第4話 VTuberの中の人とデートしてみた

 ゴォー。日曜日、オレはボーっと掃除機をかけていた。ひまちゃんのライブ翌日である。


 居酒屋の畳の上で、ひまちゃんとしか思えないセリフを吐いたあの女の子は、そのあと、急に正気に戻って色々とまくしたてた。


「え?ひまちゃん?……なんのことぉ?ひま、わかんないなぁ。あ!LINE教えてよ!LINE!今日のお礼したいし!はい!これ、ひまの連絡先!はい!じゃあまたねー!バイバーイ!ありがとー!」


 と言って颯爽と店から出ていったのだ。


「てか……自分で〈ひま〉って言ってるし……はぁぁ……」


 あのとき起きたことがイマイチ現実感がなく、ふわふわしていた。順番に振り返ろう。

 まず、ひまちゃんがチンピラに絡まれる。ひまちゃんがチンピラ相手に火に油をそそぎまくる。チンピラがキレる。オレ登場。オレ退場。なんか、ひまちゃんに感謝されて連絡先もらう。

 イマココ。


「うーん……わからん」


 とりあえず、あのチンピラに殴られたあと、騒ぎを聞きつけた警官が走ってきてチンピラは逃げたらしい。それで、居酒屋の中で喧嘩を見学していたオジさんたちがオレを店の中に運んでくれて、店長とひまちゃんが介抱してくれた、というのがことの顛末らしい。(店長談)


 ピロン。頭を整理しているとLINEの通知音が鳴る。あれ?マナーにしてなかったっけ?
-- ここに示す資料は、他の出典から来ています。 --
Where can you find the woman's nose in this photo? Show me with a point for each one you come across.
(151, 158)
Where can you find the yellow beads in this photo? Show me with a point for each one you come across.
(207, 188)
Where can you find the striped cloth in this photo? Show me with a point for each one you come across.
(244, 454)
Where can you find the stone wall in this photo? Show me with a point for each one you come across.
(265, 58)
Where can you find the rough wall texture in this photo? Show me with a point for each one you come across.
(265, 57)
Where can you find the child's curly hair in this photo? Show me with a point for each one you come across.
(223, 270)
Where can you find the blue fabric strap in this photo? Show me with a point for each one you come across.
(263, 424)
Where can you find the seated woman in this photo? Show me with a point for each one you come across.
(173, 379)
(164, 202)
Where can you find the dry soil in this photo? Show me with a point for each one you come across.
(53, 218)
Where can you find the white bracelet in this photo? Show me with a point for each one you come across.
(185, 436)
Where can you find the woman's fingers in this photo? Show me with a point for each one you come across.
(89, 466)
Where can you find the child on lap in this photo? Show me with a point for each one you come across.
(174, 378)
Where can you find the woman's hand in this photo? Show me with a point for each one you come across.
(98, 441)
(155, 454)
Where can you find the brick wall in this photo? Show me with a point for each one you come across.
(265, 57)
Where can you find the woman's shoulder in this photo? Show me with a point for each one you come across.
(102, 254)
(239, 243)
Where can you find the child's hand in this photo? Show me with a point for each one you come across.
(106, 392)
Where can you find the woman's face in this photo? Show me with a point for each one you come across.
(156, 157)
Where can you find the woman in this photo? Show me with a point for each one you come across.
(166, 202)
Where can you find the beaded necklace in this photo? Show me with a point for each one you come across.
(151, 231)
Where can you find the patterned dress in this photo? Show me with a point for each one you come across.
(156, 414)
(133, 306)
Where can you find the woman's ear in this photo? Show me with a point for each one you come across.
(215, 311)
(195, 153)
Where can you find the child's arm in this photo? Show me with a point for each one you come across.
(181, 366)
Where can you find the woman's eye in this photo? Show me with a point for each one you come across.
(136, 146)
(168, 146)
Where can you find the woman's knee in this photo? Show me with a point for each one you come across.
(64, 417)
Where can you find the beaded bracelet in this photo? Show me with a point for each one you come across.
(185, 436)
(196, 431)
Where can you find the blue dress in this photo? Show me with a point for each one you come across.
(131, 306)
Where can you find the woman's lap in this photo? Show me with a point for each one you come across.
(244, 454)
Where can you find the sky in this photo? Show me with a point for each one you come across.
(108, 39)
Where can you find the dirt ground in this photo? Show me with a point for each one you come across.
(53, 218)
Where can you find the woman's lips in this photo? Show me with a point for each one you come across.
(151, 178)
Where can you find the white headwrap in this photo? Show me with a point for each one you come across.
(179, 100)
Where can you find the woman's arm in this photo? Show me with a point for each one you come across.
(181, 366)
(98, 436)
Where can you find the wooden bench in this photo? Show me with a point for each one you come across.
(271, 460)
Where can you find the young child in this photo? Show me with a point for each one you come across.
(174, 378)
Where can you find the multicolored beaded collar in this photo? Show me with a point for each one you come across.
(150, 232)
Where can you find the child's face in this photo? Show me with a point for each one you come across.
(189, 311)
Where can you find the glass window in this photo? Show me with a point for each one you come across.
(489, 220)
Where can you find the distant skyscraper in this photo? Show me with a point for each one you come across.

『昨日はありがとー‼️たすけてくれてうれしかったよ✨叩かれたところ大丈夫❓いたくない❓お礼したいから来週の土曜デートしてあげるね❤️』


 !?!?!?

 なんだこれ!?誰だ!?ひまちゃん、だよな??


 デート?デートってなんだっけ?ちなみに頬はけっこう痛いですけど?え、これどうすんの……ひまちゃんとまた会えるのは嬉しいけど……というか、この子ひまちゃんだよな?えと、なまえ、なまえは……


 LINEのなまえは、〈ひまり〉になっていた。


「そのまんまじゃん」


 思わず呟いてしまう。


 え?ひまちゃんの本名ってひまりなの!?ひまりだから、ひまわり!?それでひまちゃん!?ネットリテラシー大丈夫か!?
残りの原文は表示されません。